Who orders a Filet or Fish with no sauce or cheese?!
It’s been hearing about it happening with Skip the Dishes a lot too. pic.twitter.com/vup122qlET
— CJ K (@cjkeats) April 24, 2019
Same happens to me, I change my password, remove my credit card, uninstalled the app and call my credit card company and got charges reversed. What a freaking pain.
— Guillaume Dauphinais (@delphs) April 24, 2019
One of the main issues I encountered with the fraud process is the fact that I used a debit Mastercard to place the transactions. This form of payment features less fraud protection when compared to a standard Mastercard or Visa credit card.
Usually, I would use my credit card with apps like this but accidentally inputted my debit Mastercard in this particular case. It’s a silly mistake, but both my bank’s standard Mastercard and debit Mastercard card look very similar, and I hastily added the information to the McDonald’s app.
For those concerned about their banking information stored in the fast food giant’s mobile app, the best course of action right now is to pull your card information and also reset your password. Also, request that McDonald’s delete your mobile order account from their system.

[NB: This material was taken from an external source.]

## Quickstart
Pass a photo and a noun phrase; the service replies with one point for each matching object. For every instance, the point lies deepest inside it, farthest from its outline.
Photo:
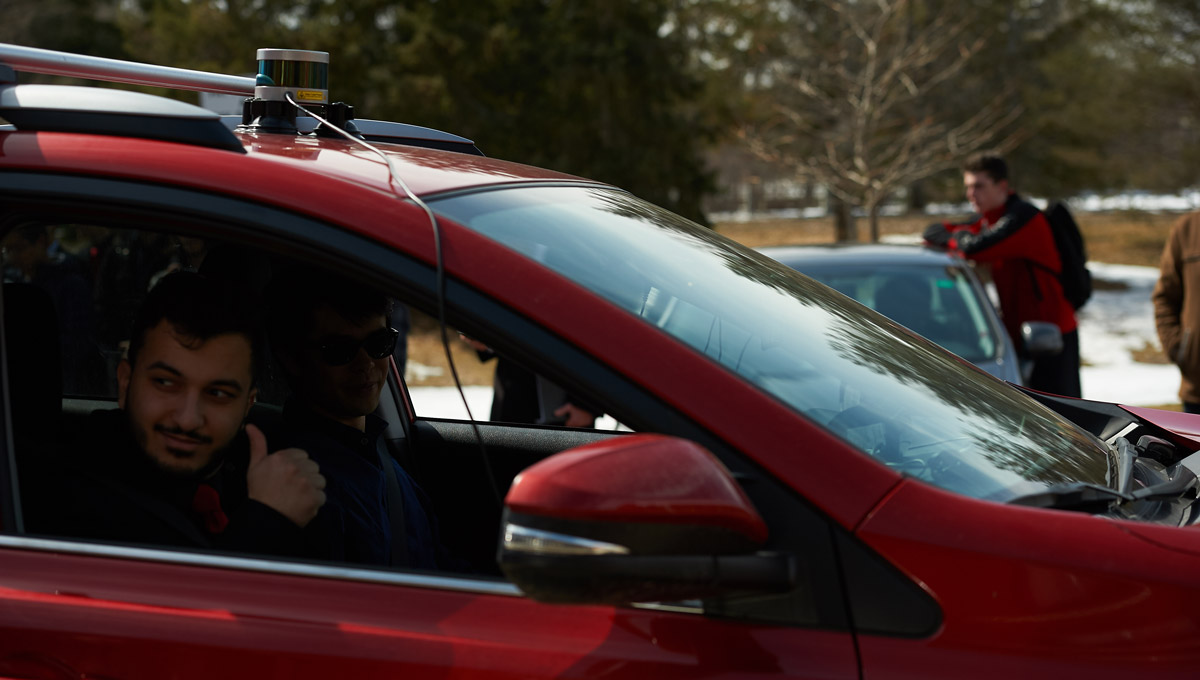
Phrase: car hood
(1186, 426)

Note: I am currently in the process of speaking to various security researches to determine if there is a security flaw present in McDonald’s mobile order app. If you have any information regarding this scam or knowledge related to the security of the app, please reach out to firstname.lastname@example.org.
Update 11/07/2019 4:35pm: Here are a few ways hackers may have stolen my McDonald’s app account information.
Update 25/04/2019 2:03pm: The Bank of Montreal (BMO) has refunded all of the fraudulent McDonald’s app transactions. McDonald’s still hasn’t taken any responsibility for the fraudulent transactions. The story has been updated to reflect this.
Update 25/04/2019 11:50am: The story has been updated with more information regarding the payment method I used with the McDonald’s app.